Approche sensible de la nature

Approche sensible de la nature : rencontre avec un arbreL’approche sensible de la nature est une manière simple, accessible à tous, d’entrer en relation avec les autres règnes de la nature. Relevant jadis d’une évidence dans les campagnes, elle est toujours vivace chez les peuples premiers.  Notre capacité d’observation est sollicitée, orientée aussi bien vers l’extérieur que vers l’intérieur. Une relation consciente s’établit ainsi entre l’objet observé et nos ressentis.

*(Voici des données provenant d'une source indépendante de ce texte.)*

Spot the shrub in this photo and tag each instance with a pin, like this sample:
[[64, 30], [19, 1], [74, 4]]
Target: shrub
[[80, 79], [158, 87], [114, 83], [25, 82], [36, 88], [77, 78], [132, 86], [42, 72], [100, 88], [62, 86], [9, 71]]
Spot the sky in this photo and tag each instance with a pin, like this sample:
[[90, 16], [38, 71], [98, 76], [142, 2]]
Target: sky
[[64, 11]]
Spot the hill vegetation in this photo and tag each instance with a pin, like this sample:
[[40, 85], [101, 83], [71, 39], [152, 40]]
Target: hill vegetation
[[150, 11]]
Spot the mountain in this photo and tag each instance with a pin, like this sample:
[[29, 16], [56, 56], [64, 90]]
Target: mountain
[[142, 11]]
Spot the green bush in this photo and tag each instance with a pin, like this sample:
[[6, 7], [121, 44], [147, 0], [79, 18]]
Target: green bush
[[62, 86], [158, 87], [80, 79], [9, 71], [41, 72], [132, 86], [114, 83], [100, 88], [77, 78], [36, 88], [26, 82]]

Des déclinaisons aussi diverses que le chamanisme, la botanique gœthéenne ou encore l’éthologie et la communication intuitive avec les animaux ont pour tronc commun l’approche sensible de la nature. Pour autant, aucun rite ni corpus théorique n’est nécessaire pour en faire soi-même l’expérience. Il s’agit simplement de faire appel à ses cinq sens et à son intuition. Cette approche s’inscrit dans une démarche phénoménologique chère à la sophrologie.

Dans notre société hors-sol, notre apprentissage s’est trop souvent limité à une dimension exclusivement théorique des choses. Deux attitudes prédominent dès lors à l’égard de l’approche sensible de la nature :

  • certains nient tout bonnement son existence, ou tout au moins sa valeur.
  • d’autres « y croient » mais s’estiment dépourvus des « dons » nécessaires à son expérimentation.

Dans les deux cas, ces idées fausses obstruent l’accès à une approche non seulement plus vraie mais aussi bien plus enchanteresse du monde qui nous entoure.

Approche sensible du végétal : l’effet miroir…

Un hêtre, un frêne ou un bouleau sont naturellement plus faciles d’approche qu’un faucon ou un renard. Les mises au vert et les séminaires d’accompagnement de Sophrologie Nature privilégient ainsi l’approche sensible du monde végétal.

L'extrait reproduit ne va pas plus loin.